A report published in the Journal of Happiness Studies backs him up. Highlighting the relationship between daily feelings of gratitude and well-being, the report noted that folk who regularly counted their blessings felt reduced negative effects of daily stress.
Simpson, who is a former US Marine and firefighter says that even in life’s darkest hours it’s possible to find something to be thankful for. “The fact that our hearts spontaneously beat and the sun rises is enough. Without either, we wouldn’t be alive to experience any of this.”
And feeling grateful for your beating heart can help make it healthier too. Robert A. Emmons, professor of psychology at UC Davis and a leading scientific expert on the science of gratitude, claims that an individual’s mindset can greatly affect the body’s biochemistry, especially factors related to heart disease. Feeling grateful about your life he says lowers stress and gives you a reason to relax. “Gratitude is associated with higher levels of good cholesterol (HDL), lower levels of bad cholesterol (LDL), and lower systolic and diastolic blood pressure, both at rest and in the face of stress.”
Further research builds on this evidence. For example, the Harvard Medical School’s GRACE study (Gratitude Research in Acute Coronary Events) showed that patients who practised gratitude in the two weeks following an acute coronary event had healthier hearts than those who didn’t.
And the Greater Good Science Center at UC Berkley also revealed that in a study of 185 heart patients, those with a more “grateful disposition” had less systemic inflammation.
Gratitude is also related to better sleep quality. Researchers at the University of Manchester in England studied 400 adults to measure the effects of thinking grateful thoughts just before hitting the sack. They found that those who focused on positive thoughts of gratitude dozed off faster, slept more deeply and snoozed for longer than those who counted sheep rather than their blessings.
“Cultivating feelings of gratitude is the best way to end your day,” says Simpson. “Before slipping under, consciously shift your focus to all the things going great in your life and around the world. It’s too easy to get caught up in dramas, judgement, failure, regret, worry, and negative self-talk.”

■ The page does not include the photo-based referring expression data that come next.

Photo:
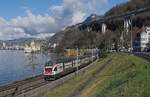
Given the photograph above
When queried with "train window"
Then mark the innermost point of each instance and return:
(49, 63)
(55, 69)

He also reminds us that, “While we sleep your brain is processing all the day’s memories and experiences. By reflecting on what we are grateful for before we fall asleep, we’re attracting more things to be grateful for tomorrow, too.”
It has been argued that an “attitude of gratitude” often encourages people to accept the status quo. Emmons disagrees. In a 2011 study conducted with his colleague Anjali Mishra, he notes that rather than passivity, gratitude enhances ““effortful goal striving.”
In the study, participants were asked to list the goals they wanted to accomplish within the next two months and were then randomly assigned either to keep a daily gratitude journal, jot down musings around their daily problems or follow-through on neutral writing exercises. By the end of the study, those in the gratitude journaling group reported making the most progress toward their goals during the two-month period.
So why not pledge to make daily gratitude a habit? Both Simpson and Emmons suggest keeping a gratitude journal or, if writing’s not your thing, just take some time each morning or evening to think a little on what you’re grateful for, says Simpson. After all, a few moments of reminding yourself why it’s good to be alive, can make that life better, brighter and healthier.